Ratings agency Standard & Poor’s said on Thursday it had no plans to downgrade South African banks, easing concerns a cut by Moody’s on the country’s four biggest lenders this week could have a knock-on ratings impact.
Moody’s on Tuesday downgraded deposit ratings for Standard Bank, FirstRand, Nedbank and Absa Bank — Barclays Africa Group’s local operation.
The move, which was criticised by South Africa’s central bank and some analysts, was the latest blow to Africa’s most developed economy and sent banking shares lower.

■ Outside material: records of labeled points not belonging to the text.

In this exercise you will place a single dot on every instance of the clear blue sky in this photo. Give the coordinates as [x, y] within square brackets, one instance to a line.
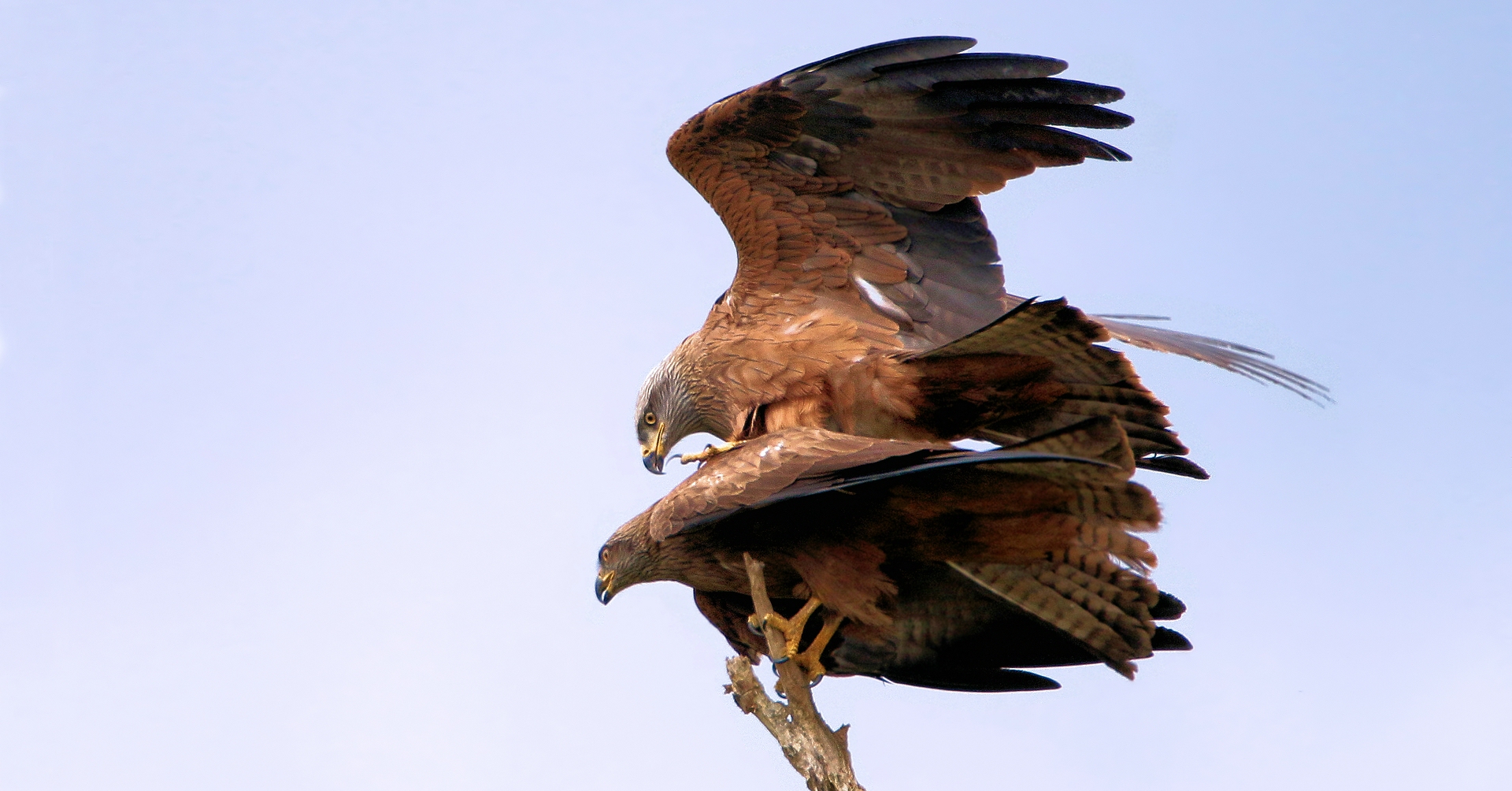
[322, 325]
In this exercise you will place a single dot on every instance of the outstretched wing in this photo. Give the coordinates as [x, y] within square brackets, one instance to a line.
[850, 184]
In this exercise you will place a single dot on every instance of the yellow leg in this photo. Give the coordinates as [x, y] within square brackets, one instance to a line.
[710, 451]
[811, 659]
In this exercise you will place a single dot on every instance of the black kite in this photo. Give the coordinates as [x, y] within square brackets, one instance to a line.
[849, 188]
[935, 566]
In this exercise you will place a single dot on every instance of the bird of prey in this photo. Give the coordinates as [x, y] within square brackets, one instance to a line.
[850, 189]
[933, 566]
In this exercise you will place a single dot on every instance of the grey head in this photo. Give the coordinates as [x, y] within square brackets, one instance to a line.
[673, 406]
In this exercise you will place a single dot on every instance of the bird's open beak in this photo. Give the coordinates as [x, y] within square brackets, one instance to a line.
[604, 587]
[654, 454]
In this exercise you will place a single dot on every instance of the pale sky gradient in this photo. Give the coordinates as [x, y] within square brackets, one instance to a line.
[322, 324]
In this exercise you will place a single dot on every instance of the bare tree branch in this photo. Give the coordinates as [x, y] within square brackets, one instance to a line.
[818, 753]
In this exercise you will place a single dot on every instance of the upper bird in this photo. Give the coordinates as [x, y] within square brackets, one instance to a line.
[849, 188]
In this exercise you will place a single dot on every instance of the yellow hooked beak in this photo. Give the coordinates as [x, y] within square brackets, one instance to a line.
[654, 451]
[604, 587]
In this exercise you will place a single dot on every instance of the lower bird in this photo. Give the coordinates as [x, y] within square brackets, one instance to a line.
[926, 565]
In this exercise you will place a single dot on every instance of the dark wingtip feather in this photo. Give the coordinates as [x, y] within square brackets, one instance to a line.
[1173, 465]
[1168, 607]
[943, 44]
[976, 679]
[1169, 640]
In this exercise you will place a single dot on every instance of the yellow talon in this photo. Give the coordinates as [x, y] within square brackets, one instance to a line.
[811, 659]
[710, 451]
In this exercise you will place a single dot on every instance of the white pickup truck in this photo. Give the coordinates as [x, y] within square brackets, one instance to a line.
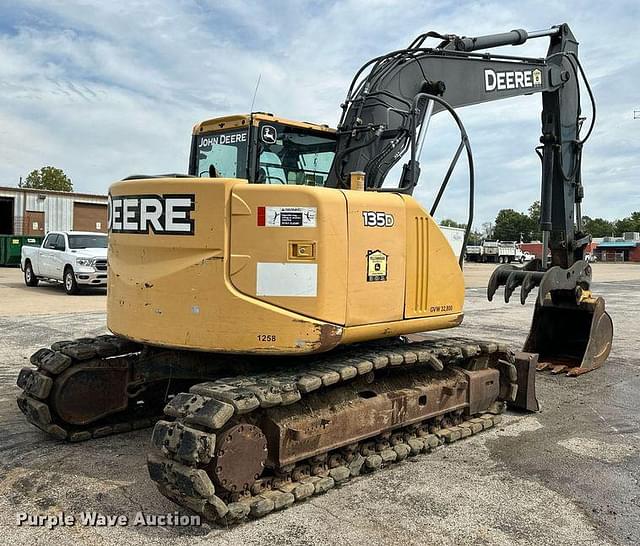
[75, 258]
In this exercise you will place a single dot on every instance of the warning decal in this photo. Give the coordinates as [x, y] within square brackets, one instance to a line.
[376, 266]
[287, 216]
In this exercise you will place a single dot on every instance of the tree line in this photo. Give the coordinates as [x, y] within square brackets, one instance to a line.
[47, 178]
[511, 225]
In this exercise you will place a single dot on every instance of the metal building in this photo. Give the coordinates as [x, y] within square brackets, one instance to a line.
[26, 211]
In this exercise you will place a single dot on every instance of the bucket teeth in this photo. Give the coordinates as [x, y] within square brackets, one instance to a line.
[528, 284]
[513, 281]
[510, 276]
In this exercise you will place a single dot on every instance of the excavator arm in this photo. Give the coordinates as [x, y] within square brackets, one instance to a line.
[385, 118]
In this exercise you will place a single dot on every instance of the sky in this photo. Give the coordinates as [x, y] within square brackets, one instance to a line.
[106, 89]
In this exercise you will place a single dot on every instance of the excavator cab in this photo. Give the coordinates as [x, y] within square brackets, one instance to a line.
[263, 149]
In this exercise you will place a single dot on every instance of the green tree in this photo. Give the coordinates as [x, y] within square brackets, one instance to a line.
[598, 227]
[511, 225]
[630, 223]
[48, 178]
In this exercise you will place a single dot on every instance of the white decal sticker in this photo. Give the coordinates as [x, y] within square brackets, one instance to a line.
[290, 216]
[284, 279]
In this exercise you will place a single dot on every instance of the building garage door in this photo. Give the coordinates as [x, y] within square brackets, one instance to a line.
[89, 217]
[33, 222]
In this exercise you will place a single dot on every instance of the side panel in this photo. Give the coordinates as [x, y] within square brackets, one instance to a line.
[377, 261]
[435, 282]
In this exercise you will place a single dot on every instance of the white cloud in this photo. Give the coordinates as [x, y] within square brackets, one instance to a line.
[104, 89]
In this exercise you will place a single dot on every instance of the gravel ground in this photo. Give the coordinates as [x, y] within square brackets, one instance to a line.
[566, 475]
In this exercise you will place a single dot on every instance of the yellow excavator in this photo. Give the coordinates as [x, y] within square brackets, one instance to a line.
[273, 300]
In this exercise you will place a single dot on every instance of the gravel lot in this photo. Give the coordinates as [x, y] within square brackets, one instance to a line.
[566, 475]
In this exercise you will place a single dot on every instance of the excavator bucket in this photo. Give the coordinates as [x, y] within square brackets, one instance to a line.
[571, 332]
[571, 338]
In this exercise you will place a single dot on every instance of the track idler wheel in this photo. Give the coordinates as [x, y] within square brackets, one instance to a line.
[241, 454]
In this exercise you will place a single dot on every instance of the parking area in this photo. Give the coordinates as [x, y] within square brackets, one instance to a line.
[566, 475]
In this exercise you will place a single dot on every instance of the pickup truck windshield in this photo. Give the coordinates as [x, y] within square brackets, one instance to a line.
[87, 241]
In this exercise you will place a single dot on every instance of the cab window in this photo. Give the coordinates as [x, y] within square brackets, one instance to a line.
[222, 154]
[294, 156]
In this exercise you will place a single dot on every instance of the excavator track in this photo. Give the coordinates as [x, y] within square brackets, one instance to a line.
[219, 454]
[37, 400]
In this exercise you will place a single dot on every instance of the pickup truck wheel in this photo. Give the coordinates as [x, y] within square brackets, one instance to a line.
[30, 278]
[70, 284]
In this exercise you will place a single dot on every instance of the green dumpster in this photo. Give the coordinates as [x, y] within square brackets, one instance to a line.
[11, 246]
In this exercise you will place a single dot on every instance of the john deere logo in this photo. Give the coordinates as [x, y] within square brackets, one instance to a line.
[537, 77]
[512, 79]
[269, 134]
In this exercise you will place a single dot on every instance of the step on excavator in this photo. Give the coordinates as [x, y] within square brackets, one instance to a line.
[273, 301]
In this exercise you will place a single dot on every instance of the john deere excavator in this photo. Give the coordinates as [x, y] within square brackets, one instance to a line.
[272, 297]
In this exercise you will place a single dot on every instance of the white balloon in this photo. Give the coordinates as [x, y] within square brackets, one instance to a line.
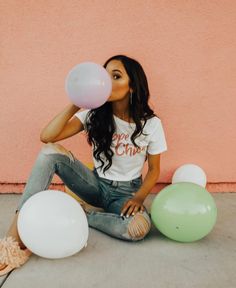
[52, 224]
[190, 173]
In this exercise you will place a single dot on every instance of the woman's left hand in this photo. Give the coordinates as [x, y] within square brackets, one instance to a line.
[132, 206]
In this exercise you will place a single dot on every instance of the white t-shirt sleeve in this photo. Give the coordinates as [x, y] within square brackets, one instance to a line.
[157, 143]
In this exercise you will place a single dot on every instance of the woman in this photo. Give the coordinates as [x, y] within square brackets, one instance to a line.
[124, 133]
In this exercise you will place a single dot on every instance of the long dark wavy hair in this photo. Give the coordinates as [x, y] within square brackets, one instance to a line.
[100, 123]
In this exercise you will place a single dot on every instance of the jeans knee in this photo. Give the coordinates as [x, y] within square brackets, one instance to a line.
[54, 148]
[139, 226]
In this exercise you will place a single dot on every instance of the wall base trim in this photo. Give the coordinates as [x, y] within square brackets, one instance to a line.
[18, 188]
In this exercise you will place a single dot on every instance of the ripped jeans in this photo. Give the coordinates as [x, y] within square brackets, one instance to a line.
[96, 191]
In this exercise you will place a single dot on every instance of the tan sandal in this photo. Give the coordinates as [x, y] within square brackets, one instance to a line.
[11, 255]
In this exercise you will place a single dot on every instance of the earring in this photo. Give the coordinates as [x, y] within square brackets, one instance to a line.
[130, 98]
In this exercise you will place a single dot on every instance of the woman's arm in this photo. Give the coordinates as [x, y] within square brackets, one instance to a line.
[56, 125]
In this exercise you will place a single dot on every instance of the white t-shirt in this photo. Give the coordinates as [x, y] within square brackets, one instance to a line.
[128, 160]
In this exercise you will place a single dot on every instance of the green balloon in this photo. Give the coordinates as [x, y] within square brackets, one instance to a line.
[184, 212]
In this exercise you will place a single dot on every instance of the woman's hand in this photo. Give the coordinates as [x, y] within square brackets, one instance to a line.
[132, 206]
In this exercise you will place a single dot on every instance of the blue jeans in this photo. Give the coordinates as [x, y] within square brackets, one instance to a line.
[99, 192]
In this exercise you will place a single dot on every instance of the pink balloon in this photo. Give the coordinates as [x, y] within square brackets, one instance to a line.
[88, 85]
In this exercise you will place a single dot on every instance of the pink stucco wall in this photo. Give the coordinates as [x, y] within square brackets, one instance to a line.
[187, 49]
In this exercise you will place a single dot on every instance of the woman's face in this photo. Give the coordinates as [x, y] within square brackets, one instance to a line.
[120, 80]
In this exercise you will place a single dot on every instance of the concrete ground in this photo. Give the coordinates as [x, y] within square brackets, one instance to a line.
[154, 262]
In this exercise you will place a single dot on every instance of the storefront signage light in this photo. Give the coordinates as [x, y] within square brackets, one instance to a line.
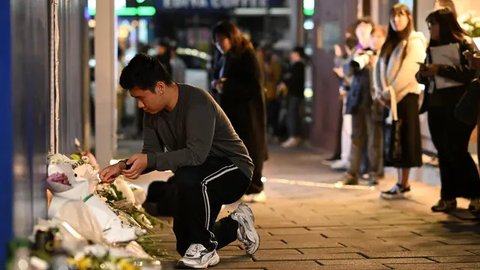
[308, 7]
[131, 11]
[171, 4]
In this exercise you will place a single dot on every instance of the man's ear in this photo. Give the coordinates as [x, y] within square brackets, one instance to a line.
[160, 88]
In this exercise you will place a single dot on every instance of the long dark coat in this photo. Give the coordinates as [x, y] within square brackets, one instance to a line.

Some economists said the decision by Moody’s could lead to further downgrades but S&P, which cut South Africa’s sovereign credit rating in June, said it had no plans to follow suit.
“At the moment they (banks) are on a stable outlook and we’ve got no plans in the immediate future to change the ratings on institutions outside an economic shock or an industry-wide shock,” S&P credit analyst Matthew Pirnie told Reuters.
The decision by Moody’s followed the collapse this month of a much smaller lender, African Bank, which needed a $1.6 billion bailout from the South African Reserve Bank (SARB).
The ratings firm said SARB had limited the risk of contagion but showed it was willing to impose loses on creditors.
Pirnie at S&P said it made its ratings decisions on South African banks using a different measure to Moody’s.
“In a long time we have not placed government support into the ratings of South African banks because … the banks are pretty good in comparison to the country they operate in,” Pirnie said.
“We don’t believe that the African Bank failure poses a systemic risk, therefore we wouldn’t move down specifically because of that,” he added.